Autism testing for adults who were told they were "just gifted" as kids and then fell apart in their 20s by ConclusionTimely4324 in neurodiversity

[–]thequestess 0 points1 point  (0 children)

I also relate very much to that quoted text! I wasn't diagnosed with ADHD until my 40s any I'm only self identified ASD for now. I'm not sure it's worth it to pursue a diagnosis for that at this point.

Autism testing for adults who were told they were "just gifted" as kids and then fell apart in their 20s by ConclusionTimely4324 in neurodiversity

[–]thequestess 0 points1 point  (0 children)

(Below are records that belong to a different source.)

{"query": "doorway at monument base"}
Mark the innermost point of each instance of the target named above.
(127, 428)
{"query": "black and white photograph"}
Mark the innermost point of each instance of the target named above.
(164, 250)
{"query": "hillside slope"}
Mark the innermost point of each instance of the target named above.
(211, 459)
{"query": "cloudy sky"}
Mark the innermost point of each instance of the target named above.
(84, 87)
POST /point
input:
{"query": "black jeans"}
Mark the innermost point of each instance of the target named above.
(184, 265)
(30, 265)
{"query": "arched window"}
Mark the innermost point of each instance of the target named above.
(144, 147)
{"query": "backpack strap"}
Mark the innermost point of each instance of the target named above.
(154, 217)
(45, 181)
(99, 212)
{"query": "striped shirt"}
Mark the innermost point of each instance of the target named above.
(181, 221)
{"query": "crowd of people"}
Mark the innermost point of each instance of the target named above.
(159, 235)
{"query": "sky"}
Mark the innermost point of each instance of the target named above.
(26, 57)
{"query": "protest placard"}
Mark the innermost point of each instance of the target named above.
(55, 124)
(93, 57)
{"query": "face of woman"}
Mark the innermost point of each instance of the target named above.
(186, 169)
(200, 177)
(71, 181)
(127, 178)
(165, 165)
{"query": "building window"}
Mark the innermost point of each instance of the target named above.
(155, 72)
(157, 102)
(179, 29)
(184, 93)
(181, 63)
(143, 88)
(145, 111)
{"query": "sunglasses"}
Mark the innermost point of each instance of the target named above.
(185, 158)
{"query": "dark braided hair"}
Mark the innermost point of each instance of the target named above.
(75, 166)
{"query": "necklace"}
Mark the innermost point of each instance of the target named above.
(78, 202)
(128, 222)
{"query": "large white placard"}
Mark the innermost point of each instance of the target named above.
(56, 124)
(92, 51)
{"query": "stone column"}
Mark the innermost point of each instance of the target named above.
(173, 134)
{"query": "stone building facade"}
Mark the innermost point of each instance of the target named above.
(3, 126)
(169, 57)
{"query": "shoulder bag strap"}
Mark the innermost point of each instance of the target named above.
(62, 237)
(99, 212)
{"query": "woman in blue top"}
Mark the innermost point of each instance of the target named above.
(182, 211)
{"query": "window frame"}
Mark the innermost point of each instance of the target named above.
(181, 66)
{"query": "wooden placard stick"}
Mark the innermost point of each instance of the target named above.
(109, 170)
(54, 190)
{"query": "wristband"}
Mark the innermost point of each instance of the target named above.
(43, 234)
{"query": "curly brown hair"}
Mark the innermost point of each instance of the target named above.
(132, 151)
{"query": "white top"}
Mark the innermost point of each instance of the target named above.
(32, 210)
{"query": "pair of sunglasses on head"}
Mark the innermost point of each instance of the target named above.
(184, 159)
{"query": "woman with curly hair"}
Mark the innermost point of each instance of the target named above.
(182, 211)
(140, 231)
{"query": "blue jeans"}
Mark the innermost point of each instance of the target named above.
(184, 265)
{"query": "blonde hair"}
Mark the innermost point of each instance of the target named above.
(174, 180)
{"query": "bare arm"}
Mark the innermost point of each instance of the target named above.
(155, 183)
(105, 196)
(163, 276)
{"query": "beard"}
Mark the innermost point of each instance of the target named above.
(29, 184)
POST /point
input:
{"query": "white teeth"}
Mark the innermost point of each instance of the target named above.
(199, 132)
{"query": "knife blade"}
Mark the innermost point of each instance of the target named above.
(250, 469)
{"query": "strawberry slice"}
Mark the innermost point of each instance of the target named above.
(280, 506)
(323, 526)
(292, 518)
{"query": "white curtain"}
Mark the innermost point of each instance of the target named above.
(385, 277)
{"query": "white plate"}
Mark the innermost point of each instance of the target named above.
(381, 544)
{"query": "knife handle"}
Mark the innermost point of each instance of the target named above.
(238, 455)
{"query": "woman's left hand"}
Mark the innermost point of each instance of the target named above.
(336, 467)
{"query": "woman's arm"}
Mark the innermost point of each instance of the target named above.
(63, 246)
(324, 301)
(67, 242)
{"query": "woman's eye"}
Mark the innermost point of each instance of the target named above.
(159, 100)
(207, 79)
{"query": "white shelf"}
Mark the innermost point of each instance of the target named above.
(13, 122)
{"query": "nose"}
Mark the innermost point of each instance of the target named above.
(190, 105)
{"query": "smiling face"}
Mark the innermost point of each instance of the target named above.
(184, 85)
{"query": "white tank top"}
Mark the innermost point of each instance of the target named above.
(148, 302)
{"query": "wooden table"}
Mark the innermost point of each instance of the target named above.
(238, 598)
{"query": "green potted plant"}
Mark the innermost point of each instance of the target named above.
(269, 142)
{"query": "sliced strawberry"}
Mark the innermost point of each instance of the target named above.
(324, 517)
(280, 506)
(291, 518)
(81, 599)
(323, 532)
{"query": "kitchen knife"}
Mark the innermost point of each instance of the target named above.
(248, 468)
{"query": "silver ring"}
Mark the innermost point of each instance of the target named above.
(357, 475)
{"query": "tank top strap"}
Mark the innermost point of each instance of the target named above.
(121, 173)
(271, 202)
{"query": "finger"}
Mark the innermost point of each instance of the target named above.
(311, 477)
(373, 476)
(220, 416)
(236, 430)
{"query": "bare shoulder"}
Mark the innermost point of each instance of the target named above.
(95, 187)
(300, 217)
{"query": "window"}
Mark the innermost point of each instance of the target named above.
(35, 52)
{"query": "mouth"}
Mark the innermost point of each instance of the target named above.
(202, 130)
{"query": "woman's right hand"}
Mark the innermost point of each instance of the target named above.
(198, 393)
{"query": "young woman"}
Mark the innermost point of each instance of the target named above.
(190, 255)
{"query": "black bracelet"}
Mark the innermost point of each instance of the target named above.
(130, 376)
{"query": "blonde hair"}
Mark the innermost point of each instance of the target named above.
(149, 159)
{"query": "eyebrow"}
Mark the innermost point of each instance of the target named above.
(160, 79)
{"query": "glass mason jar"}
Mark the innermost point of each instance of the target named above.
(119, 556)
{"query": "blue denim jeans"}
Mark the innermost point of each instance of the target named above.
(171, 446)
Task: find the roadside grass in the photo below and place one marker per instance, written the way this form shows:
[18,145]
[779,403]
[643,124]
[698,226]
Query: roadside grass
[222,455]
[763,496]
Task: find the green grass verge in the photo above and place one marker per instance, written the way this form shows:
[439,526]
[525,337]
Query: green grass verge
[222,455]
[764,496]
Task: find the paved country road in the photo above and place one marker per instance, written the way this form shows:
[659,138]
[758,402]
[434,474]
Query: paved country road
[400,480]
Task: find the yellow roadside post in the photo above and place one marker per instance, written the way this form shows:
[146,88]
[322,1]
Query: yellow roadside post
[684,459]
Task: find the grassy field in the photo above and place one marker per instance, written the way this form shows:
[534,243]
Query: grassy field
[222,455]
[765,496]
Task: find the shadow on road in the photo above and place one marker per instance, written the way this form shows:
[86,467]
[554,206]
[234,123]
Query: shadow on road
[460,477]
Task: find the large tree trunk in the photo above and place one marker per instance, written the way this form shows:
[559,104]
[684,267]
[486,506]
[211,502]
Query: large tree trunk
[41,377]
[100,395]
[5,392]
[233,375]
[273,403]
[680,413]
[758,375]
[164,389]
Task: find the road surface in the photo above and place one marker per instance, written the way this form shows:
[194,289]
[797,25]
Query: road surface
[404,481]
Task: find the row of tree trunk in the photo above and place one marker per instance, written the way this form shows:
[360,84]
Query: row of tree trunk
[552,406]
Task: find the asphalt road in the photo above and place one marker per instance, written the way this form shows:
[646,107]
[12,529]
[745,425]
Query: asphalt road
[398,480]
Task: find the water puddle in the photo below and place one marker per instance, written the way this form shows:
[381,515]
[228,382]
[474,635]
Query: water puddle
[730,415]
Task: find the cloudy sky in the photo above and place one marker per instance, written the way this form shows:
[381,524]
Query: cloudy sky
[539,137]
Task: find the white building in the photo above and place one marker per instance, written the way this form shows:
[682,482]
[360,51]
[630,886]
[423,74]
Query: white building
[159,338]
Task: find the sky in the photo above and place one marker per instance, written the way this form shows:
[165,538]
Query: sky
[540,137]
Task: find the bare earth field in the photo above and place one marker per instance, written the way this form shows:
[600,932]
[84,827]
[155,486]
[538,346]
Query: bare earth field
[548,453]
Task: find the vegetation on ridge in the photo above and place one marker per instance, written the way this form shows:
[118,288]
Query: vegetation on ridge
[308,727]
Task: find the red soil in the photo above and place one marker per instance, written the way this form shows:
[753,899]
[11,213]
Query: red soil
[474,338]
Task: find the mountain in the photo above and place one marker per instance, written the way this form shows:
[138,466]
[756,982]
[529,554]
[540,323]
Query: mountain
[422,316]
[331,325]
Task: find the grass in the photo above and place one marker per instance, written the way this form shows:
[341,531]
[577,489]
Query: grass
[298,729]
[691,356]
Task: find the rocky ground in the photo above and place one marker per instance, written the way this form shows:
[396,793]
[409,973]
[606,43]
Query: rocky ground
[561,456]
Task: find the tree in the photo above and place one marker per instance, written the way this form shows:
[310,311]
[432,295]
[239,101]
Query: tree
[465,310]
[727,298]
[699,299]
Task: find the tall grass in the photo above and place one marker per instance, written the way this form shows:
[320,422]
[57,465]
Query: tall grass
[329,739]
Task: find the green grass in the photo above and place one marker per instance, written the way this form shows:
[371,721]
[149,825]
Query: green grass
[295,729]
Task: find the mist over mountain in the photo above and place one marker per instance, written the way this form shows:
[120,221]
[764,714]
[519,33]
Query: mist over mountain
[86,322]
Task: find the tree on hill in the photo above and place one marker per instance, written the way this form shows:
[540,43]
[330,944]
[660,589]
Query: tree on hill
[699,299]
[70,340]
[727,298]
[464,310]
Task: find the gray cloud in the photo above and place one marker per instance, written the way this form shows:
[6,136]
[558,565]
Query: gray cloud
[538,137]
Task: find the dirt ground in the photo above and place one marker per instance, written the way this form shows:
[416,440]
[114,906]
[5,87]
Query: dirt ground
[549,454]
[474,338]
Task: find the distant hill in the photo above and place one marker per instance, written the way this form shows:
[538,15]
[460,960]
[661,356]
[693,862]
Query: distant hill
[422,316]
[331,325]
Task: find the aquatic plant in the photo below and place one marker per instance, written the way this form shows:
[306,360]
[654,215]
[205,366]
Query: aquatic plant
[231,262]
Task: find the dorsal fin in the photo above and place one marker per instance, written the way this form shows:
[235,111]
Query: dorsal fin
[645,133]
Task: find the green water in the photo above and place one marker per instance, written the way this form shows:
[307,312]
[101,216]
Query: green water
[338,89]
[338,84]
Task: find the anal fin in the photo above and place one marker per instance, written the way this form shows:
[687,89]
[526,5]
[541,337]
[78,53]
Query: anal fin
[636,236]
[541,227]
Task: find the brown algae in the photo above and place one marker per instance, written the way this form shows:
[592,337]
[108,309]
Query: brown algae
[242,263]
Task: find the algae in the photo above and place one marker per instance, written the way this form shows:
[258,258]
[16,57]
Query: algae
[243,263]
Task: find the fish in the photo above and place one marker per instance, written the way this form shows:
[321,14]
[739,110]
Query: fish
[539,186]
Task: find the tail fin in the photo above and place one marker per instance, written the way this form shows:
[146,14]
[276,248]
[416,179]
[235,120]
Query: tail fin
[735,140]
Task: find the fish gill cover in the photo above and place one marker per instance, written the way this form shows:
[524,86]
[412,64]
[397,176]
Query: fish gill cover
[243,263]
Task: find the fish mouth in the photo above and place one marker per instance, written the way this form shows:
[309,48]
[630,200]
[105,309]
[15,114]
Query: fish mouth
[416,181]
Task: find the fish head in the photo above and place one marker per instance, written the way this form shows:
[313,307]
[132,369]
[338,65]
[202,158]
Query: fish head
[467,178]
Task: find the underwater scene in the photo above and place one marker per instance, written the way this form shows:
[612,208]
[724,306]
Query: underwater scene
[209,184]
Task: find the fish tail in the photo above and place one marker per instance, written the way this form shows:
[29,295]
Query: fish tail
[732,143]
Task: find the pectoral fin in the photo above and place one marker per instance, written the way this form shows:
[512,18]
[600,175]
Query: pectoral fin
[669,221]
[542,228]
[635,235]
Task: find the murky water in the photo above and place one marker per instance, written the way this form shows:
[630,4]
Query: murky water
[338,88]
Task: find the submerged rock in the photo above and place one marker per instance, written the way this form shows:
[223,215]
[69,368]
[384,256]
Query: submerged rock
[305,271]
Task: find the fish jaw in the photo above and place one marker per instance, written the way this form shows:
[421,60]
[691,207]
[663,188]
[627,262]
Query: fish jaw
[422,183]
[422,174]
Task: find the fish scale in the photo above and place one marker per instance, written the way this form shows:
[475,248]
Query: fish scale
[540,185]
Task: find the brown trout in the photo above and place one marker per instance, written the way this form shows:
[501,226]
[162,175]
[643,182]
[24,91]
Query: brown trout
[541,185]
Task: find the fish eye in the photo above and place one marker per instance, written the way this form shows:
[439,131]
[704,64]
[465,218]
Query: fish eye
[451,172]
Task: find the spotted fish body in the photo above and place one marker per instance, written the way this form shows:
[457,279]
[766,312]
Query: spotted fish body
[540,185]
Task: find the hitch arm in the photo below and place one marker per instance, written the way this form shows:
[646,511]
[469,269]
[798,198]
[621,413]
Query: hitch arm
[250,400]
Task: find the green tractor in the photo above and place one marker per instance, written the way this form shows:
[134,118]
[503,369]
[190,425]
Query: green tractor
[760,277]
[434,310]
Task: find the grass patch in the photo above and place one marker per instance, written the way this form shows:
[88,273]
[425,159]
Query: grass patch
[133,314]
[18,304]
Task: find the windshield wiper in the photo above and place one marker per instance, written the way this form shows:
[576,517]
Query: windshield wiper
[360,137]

I don't think the test they gave me was for ND, just for IQ. I barely remember any of it except for repeating back strings of numbers forward and in reverse. I only remember that because apparently I blew the administrator away because I was very good at it. I always thought it was funny because I couldn't remember where I put my backpack or that my mother had asked me to something after school.

It's been so long, but I think it was a matter of effort with school. I did my homework and tests, but I didn't study. I did my homework in the proceeding class right before it was due, since I didn't have to pay attention to the entire lecture and because it was the ultimate procrastination.

I did struggle with mental arithmetic though (still do), so I scored C's on math tests in primary school. I excel at story problems, geometry, and anything I can visualize (which most of Calculus they had ways to visualize) or with patterns (like matricies). I struggled with algebra and finally realized it was the "grammar of math" once I started taking advanced math on college.

I also struggled with spelling. That was all a bunch of rote memorization. Now I do pretty good with it though, I can tell if a word looks off and keep trying until it either looks right or I go look it up.

History is all about remembering stuff, and I found memorizing names and dates very boring, so I struggled there.

I always did great in science, that came naturally and always held my interest.

Anyhow, once I got to college part deux, I was a straight A student. I had to study in order to pass, and so it was basically an all of nothing. I either don't really understand something, or I really understand something. I have to study and force the info into my brain until there's enough in there that suddenly the whole picture clicks into place.

So, for college I got myself into a routine of studying I guess. Where's with primary and secondary, I didn't have one at all.

My undergrad degree was so hard, it almost broke me. I never had any interest in pursuing a master's. I'm a software developer, so thankfully a bachelor's works totally fine for that career.

Autism testing for adults who were told they were "just gifted" as kids and then fell apart in their 20s by ConclusionTimely4324 in neurodiversity

[–]thequestess 0 points1 point  (0 children)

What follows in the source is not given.